Monday, February 13, 2012

Catching Fire by Suzanne Collins

I rate this book: A-
This is the second book in the Hunger Games trilogy, and while I didn't find it as captivating as the first one, it was still really good. It just took a little longer to grab me than the first one. I highly recommend this trilogy, because I've already started on the 3rd one, and it has me from chapter one. I've heard the third one is the best of the three. We will see! There is a summary below but unless you have read the first book, don't read the summary! Go to my tags and click on books and read the summary for The Hunger Games. It's good stuff! :)

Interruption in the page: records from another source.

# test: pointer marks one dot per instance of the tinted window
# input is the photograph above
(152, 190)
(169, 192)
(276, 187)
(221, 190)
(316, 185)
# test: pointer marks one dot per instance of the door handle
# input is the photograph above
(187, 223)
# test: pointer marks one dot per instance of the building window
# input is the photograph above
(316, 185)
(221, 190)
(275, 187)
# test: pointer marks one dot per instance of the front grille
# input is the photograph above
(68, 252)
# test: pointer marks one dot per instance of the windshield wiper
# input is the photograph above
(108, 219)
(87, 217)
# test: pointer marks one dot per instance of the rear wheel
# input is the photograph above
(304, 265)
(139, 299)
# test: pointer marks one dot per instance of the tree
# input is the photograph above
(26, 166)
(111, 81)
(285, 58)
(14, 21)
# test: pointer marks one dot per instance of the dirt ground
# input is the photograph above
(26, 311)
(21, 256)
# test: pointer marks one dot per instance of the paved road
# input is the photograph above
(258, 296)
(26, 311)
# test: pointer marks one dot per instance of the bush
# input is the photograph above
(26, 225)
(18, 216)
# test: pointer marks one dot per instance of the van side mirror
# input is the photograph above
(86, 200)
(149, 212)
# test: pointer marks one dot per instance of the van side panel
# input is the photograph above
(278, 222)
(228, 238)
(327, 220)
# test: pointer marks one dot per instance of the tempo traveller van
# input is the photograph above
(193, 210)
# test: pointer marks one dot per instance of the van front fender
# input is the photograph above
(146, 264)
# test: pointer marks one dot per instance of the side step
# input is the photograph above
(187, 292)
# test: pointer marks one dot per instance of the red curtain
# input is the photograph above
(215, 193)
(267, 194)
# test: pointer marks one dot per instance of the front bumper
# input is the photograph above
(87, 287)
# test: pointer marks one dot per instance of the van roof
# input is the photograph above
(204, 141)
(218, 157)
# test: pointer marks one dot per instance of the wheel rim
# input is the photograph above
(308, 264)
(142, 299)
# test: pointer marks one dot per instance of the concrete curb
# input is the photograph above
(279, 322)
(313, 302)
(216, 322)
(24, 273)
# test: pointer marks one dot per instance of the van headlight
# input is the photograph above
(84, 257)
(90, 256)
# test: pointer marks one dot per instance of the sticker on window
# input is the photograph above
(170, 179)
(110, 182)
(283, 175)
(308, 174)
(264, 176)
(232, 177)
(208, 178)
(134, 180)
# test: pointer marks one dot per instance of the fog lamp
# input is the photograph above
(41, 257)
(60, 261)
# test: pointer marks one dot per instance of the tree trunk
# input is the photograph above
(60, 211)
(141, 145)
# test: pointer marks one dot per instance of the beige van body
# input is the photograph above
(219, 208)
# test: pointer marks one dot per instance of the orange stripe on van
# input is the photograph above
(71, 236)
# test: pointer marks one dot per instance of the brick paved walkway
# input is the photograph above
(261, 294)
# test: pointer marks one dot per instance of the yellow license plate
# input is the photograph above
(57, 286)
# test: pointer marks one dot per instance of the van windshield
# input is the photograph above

In The Hunger GamesThe Hunger Games by Suzanne Collins, teenagers Katniss Everdeen and Peeta Mellark emerged as victors of the 74th Hunger Games—a compulsory, nationally broadcast, gladiator-style fight to the death against 22 other teens. However, the fact that both of them emerged as victors is an unprecedented embarrassment to the Capitol, the oppressive regime that rules the nation of Panem and stages the annual Hunger Games. Katniss outsmarted the Capitol by feigning love for Peeta, and—when only the two of them were left alive in the arena—threatening to eat a handful of poisonous berries simultaneously with Peeta, such that both of them would die (think Romeo and Juliet). Unable to stomach no Hunger Games victor, the Capital momentarily buckled and allowed both to win.

Picking up the story in Catching FireCatching Fire by Suzanne Collins, Katniss’s victory has changed her life. She now lives in a mansion in the “Victor’s Village” of District 12, and has more money than she will ever need: her days of poverty and hunger are over. However, despite her new wealth, all is not well. As a victor, Katniss must now be involved with the violent Hunger Games (which she would rather forget) indefinitely. Most immediately, she must participate in a Victory Tour, visiting the Districts and families of the other Hunger Games contestants—“tributes”—who were killed in the arena, some of them at her hand. Then, she, Peeta, and Haymitch Abernathy—the alcoholic victor of the 50th Hunger Games, who mentored Katniss and Peeta during their time in the arena—will be required to act as mentors to the District 12 tributes at the 75th Hunger Games. That round of the Games has been deemed a “Quarter Quell,” i.e., an especially brutal version of the Games to commemorate its 75th anniversary.

In addition to the distasteful requirement that Katniss continue to be involved in the Hunger Games, she, her family, and her friends are in personal danger. Apparently Katniss’s rebellious act with the berries has stirred the possibility of insurrection in the Districts: if a 16-year-old girl can defy the Capitol and survive, why not entire Districts? President Snow—the cruel dictator of Panem—has personally threatened Katniss that unless she can pacify the Districts on the Victory Tour, she and those close to her will be in danger. The only way for her to obey this order is to continue feigning love for Peeta on the Victory Tour, and thereby to convince the restless Districts that the berries represented desperate love for Peeta and not rebellion. This project is, of course, excruciating since it is sure to further alienate her long-time hunting partner, friend, and would-be suitor Gale Hawthorne.